僕は自分が自分自身であることを初めて自覚するようになった日のことを鮮明に覚えている。つまり、自分自身を、他のいかなるものとも違う何かとして自覚するようになった日のことだ。子供の頃、僕は、一年間のうちで、ある季節が終わり、次の季節がまだ始まらない間の、何もない狭間の時期が一番好きだった。そこでは全てのものが灰色で静まりかえっていて、その静寂の中から何かが、小さくて、柔らかくて、はっきりとしない何かが、僕に近づいてきて、関心を引くように思えたのだ。その日、僕は町の大通りを歩いていた。十一月だったか、それとも三月だったか、寒くはなく、暖かくも涼しくもなかった。暗く雲の垂れ込めた空からは細かい粒の雨が降ってきていて、その粒はあまりにも細かく、ほとんど感じることができない程だった。それは午前中で、主婦たちは買い物かごを手に提げ、頭にスカーフを被って外出していた。何かを探している犬が、脇目もふらず、まるで歩道に引かれた見えない直線に沿うようにして、急ぎ足で通り過ぎていった。煙の匂い、肉屋の肉の匂い、海のしょっぱい匂い、そして当時の小さな町ではよくあったように、豚の餌の甘い匂いがしていた。金物屋の開いた戸口は、前を通り過ぎる僕に、陰気な匂いを吐きかけた。こうしたものすべてを取り込みながら、僕は、幸福としか名付けられないような何かを感じていた。ただそれは幸福ではなく、幸福以上でも以下でもある何かだった。何が起こっていたのだろう? 僕の目の前のあるどこにでもある光景、小さな町のありふれた景色、音、匂いの中にある何が、この予想できないもの、それが何であるかも分からないけれど、とにかくそれを、まるで人生におけるあらゆる切望に対するひとつの答えの可能性のように、僕の中に突如として芽生えさせたのだろうか? 主婦たちも、せわしない犬も、すべてのものが同じままだった。同じままなのに、どこかが形を変えていた。幸福と不安が同時に訪れた。それはまるで、守らなくてはいけない脆い器を運んでいるかのようだった。宗教の授業で聞いた物語の中の、外衣の下にホスチアを隠して、古代ローマの放蕩な通りを歩いて行かなくてはならない少年のように。けれど、僕の場合は、まるで僕自身がその貴重な器であるかのようだった。そうだ、その通りだ、ここで起こっているのはまさに僕そのものなのだ。それがいったい何を意味しているのか、判然とはしなかったが、でも確かに、僕は自分に言い聞かせた、何か意味があるに違いない。そして僕は、幸福な困惑の中で、小雨の下、心の中に自分自身の謎を抱えながら、そのまま歩き続けた。

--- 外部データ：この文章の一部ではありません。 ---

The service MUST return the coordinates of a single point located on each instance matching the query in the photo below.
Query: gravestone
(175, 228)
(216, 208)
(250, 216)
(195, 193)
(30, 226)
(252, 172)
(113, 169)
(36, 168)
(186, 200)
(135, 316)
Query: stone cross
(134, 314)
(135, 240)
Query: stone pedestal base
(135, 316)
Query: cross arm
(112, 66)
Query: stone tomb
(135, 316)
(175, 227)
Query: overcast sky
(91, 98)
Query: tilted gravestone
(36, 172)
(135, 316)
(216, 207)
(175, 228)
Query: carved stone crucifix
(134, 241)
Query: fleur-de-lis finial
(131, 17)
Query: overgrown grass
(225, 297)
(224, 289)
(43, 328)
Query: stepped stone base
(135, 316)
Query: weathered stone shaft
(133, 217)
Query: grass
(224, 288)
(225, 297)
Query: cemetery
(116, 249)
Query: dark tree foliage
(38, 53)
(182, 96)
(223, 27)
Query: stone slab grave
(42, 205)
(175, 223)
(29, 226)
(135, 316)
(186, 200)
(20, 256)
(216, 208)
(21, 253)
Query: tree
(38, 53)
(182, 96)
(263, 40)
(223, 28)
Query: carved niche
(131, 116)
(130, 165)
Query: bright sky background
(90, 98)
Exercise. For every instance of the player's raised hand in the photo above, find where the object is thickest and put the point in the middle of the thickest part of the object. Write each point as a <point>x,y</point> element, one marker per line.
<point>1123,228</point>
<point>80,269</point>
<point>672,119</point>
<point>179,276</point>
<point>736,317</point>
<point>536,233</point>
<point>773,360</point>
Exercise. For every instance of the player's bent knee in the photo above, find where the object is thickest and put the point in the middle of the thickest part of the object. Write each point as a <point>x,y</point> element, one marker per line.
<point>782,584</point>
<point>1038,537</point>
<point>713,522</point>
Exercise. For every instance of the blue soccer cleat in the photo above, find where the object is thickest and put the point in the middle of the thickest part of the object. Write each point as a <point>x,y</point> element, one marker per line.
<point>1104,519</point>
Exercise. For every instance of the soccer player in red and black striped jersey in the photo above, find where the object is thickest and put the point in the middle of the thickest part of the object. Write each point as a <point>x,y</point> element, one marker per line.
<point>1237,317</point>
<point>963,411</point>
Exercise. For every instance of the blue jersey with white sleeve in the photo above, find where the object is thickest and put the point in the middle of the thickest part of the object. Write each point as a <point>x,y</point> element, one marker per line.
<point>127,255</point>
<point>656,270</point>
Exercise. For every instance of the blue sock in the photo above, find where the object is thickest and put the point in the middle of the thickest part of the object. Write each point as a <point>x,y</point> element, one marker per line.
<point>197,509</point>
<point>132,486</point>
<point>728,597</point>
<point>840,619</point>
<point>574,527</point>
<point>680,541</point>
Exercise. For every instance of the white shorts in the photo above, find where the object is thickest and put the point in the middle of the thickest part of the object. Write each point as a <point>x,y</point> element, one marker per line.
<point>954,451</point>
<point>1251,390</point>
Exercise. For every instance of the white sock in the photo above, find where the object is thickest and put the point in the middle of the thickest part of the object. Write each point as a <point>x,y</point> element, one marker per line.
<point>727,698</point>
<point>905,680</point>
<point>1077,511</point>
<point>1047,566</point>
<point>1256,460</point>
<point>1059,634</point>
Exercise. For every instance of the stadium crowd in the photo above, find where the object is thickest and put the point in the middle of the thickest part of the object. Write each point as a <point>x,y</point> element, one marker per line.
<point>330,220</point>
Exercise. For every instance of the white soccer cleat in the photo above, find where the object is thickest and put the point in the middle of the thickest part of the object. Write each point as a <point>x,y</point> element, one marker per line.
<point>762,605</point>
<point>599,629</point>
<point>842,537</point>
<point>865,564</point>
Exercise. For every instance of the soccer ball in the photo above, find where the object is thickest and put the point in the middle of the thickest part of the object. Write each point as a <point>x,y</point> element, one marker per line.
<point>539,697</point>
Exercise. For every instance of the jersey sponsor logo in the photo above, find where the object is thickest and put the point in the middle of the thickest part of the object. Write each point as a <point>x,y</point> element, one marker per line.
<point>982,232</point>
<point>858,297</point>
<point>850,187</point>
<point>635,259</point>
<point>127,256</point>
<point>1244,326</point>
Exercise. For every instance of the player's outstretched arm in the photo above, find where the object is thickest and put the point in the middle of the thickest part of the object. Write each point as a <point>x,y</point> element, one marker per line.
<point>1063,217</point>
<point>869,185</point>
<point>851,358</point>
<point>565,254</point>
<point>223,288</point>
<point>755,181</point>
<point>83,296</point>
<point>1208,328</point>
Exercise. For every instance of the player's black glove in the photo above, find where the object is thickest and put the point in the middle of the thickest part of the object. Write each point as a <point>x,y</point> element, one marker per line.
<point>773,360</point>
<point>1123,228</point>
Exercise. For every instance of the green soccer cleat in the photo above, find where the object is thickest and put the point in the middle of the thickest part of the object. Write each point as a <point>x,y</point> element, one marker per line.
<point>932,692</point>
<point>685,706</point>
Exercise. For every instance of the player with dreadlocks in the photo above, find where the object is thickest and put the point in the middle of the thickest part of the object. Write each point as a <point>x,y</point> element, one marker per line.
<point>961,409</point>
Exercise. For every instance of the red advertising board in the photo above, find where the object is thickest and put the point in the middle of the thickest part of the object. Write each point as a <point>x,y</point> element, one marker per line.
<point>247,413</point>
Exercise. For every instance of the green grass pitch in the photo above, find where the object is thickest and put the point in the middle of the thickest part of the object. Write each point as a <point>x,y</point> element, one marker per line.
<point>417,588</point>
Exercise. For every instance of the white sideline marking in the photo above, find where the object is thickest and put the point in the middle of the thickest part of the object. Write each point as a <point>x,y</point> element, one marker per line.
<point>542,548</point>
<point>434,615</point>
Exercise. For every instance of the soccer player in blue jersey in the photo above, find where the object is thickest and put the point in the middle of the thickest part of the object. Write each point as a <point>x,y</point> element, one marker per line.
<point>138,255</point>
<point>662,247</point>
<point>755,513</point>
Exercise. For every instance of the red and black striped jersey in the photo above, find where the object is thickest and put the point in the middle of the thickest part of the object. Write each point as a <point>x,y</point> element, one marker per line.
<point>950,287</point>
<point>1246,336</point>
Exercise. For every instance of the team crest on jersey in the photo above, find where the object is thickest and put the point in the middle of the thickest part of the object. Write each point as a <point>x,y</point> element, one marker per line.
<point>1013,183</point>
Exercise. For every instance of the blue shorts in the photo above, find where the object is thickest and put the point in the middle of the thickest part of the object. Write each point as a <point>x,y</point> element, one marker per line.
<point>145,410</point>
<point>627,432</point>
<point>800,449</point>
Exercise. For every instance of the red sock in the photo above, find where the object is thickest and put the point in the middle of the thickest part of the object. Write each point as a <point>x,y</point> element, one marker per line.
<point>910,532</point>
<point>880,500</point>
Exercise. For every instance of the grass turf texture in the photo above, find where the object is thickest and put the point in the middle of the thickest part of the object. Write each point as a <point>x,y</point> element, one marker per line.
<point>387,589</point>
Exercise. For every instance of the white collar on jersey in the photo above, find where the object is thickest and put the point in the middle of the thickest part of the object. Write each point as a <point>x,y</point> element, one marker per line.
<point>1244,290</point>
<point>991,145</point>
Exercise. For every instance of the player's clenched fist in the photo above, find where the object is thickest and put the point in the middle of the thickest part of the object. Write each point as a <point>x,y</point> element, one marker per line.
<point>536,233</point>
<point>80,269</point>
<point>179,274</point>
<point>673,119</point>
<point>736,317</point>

その同じ貴いイコルの瓶、僕の中にまだあるそれが、あの午後に映画館でこぼれ出てしまったのだろうか? そして僕はまだそれを運んでいて、でもそれはほんのかすかな動きだけでも、ほんのかすかな心臓の不規則な鼓動だけでも、溢れてしまうようなものなのだろうか?
Comment on Eclipse
One of the most difficult parts of translating Eclipse was to reproduce the voice of Banville’s protagonist. It required the analysis of the character through careful reading of the rest of the novel, as well as the understanding of Banville’s techniques to explore the character’s personal recollection.
Part of difficulty comes from the first-person narrative. In order to reproduce Alex Cleeve’s narrative, we read the entire novel in our class at graduate school and discussed Cleeve’s personality. It especially took time to choose the narrator’s first-person pronoun, since Japanese has several different pronouns for “I,” depending on the speaker’s self-recognition, including age and gender identities. In the beginning I chose “私 (watashi),” which is unisex and formal, and thus implies the maturity of the speaker, but as I understood Cleeve’s introverted character, attachment to the past and dysfunctional relationship with his wife and daughter, I came to prefer “僕 (boku),” which connotes introspectiveness but also naïveté and immaturity of a young man.
It was also challenging to translate long sentences in Cleeve’s narrative. In the excerpt, Banville chooses to combine shorter clauses to make long sentences, as if Cleeve gradually remembers what happened on the day in the past. Since our language has different syntax from English, we had trouble with translating long sentences with relative clauses and additional phrases inserted with commas. It required some modifications on translators’ part, such as splitting a sentence into two, inserting extra punctuations, and even adding extra phrases to the original.
The most difficult part of the translation, however, is to make the translation would sound natural. The first-person narrative requires the translator to create the entire vocabulary of a fictional person in the target language. It is especially challenging for the translators to devise Cleeve’s vocabulary, which is exceptionally rich and unique, so that the translation would sound natural as an individual’s speech. Banville’s first-person narrative made me realize that how vocabulary is tailored to an individual, and that the translators have to make an utmost effort to reproduce it in a different language.